24 heures chrono

C’est une région de notre cerveau, l’hypothalamus, qui régule notre horloge biologique ou plutôt nos différentes horloges internes, mettant à l’heure et en phase les fonctions digestives, métaboliques, rénales, respiratoires, nerveuses, endocriniennes…

Aujourd’hui, mais cela n’a pas toujours été le cas, les autorités médicales sont unanimes à reconnaître la chronobiologie comme une discipline à part entière. Et pas seulement en termes de recherche car ses applications peuvent être extrêmement pratiques. Pourquoi, par exemple, l’infarctus du myocarde frappe-t-il le plus souvent vers 10 heures du matin ? Ni par hasard ni par fatalité : simplement à cause de la combinaison entre une tension artérielle et une viscosité du sang à leur maximum à ce même moment de la journée. Chez les sujets cardiaques, le traitement sera ainsi préférablement pris au réveil ou le soir au coucher si les médicaments ont une action à libération prolongée. Et il n’est pas besoin d’aller chercher dans le drame des exemples pour démontrer l’intérêt de la chronobiologie. Le plus évident est celui de l’aspirine dont on sait que, administrée le soir, elle sera considérablement moins agressive pour la muqueuse de l’estomac que le matin. Mieux encore : non seulement on constate une meilleure tolérance avec une prise vespérale, mais celle-ci se double d’une plus grande efficacité, grâce à la meilleure persistance des principes actifs de l’aspirine (comme d’ailleurs de tous les anti-inflammatoires non stéroïdiens) dans le sang.

Aiguë contre chronique

La médecine n’a évidemment pas toujours l’œil rivé sur le cadran de notre horloge biologique. En cas de maladie aiguë, c’est l’urgence du traitement qui reste l’unité de temps la plus efficace car il s’agit d’abord de parer au plus pressé. En revanche, pour les maladies chroniques, on doit envisager la prise de médicaments sur plusieurs années, voire sur une vie entière. L’adaptation des horaires de prise en fonction du patient, en fonction de ses propres rythmes, est donc particulièrement indiquée, quel que soit le type de maladie concernée : allergique, rhumatologique, digestive, psychiatrique ou autre.

A l’hôpital, qui n’a pas vraiment pour réputation de privilégier l’individu, la chronobiologie gagne un terrain aussi précieux qu’important. C’est particulièrement vrai pour les traitements lourds, notamment anticancéreux.
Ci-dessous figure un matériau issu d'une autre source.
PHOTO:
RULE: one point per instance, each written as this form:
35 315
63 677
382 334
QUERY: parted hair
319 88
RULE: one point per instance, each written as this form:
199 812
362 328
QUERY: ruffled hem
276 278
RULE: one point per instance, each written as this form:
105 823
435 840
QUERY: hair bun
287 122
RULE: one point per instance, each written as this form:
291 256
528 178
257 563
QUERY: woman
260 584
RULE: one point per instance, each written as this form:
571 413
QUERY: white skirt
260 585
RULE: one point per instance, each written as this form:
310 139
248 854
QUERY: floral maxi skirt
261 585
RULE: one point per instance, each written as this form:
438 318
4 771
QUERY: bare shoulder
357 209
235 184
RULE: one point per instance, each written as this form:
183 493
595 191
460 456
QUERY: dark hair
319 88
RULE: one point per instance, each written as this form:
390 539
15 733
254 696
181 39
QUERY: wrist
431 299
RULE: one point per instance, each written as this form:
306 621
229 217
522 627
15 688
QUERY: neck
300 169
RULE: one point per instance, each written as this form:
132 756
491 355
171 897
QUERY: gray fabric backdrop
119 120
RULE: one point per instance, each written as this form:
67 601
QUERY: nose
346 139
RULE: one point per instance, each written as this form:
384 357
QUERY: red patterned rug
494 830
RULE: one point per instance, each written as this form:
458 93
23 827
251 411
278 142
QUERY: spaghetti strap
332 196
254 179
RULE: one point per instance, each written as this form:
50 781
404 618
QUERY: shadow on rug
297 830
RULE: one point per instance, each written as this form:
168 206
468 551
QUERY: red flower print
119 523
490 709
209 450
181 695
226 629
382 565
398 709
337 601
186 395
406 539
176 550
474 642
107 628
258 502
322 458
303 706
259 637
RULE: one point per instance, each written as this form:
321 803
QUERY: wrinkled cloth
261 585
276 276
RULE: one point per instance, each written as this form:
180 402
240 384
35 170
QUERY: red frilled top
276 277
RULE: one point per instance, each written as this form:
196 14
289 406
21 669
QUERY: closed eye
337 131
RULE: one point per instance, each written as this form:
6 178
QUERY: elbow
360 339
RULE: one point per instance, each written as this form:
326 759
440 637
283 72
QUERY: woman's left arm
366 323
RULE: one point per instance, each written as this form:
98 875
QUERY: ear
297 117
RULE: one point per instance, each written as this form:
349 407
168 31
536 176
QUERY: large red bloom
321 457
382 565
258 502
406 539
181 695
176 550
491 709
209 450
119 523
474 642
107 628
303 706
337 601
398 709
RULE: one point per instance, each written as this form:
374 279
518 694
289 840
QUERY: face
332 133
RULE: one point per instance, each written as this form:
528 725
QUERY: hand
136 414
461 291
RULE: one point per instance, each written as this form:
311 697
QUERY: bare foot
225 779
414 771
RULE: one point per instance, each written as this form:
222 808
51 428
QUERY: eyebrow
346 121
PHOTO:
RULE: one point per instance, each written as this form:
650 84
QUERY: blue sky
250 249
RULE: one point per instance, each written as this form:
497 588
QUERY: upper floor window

Les chimiothérapies génèrent une toxicité parfois très sévère. Or, les cellules de l’organisme sur lesquelles vont agir les médicaments sont en quelque sorte équipées d’horloges, constituées d’une douzaine de gènes. Ce sont ces horloges qui vont donner l’heure aux cellules, leur indiquer à quel moment elles vont métaboliser les substances. La chronobiologie a permis de repérer le moment où les cellules se divisent - un moment où la toxicité des médicaments anticancéreux est maximale – et donc d’éviter de les administrer lorsque les effets secondaires risquent d’être plus importants.

Plus efficaces ou moins toxiques ?

Si l’on est loin encore de pouvoir choisir le moment du traitement le plus propice dans des services hospitaliers souvent sous pression, les médecins pensent désormais « chronothérapeutique », autant que « thérapeutique ». Les techniques d’administration progressent rapidement et ne concernent pas seulement les cas les plus lourds. La chronomodulation s’applique en effet tout autant à des pompes qui délivrent les médicaments aux heures les plus favorables qu’à des gélules préprogrammées, prises le soir pour libérer le médicament en fin de nuit, au moment où son action est la plus souhaitable (exemple : la cortisone dans le cas de certaines polyarthrites).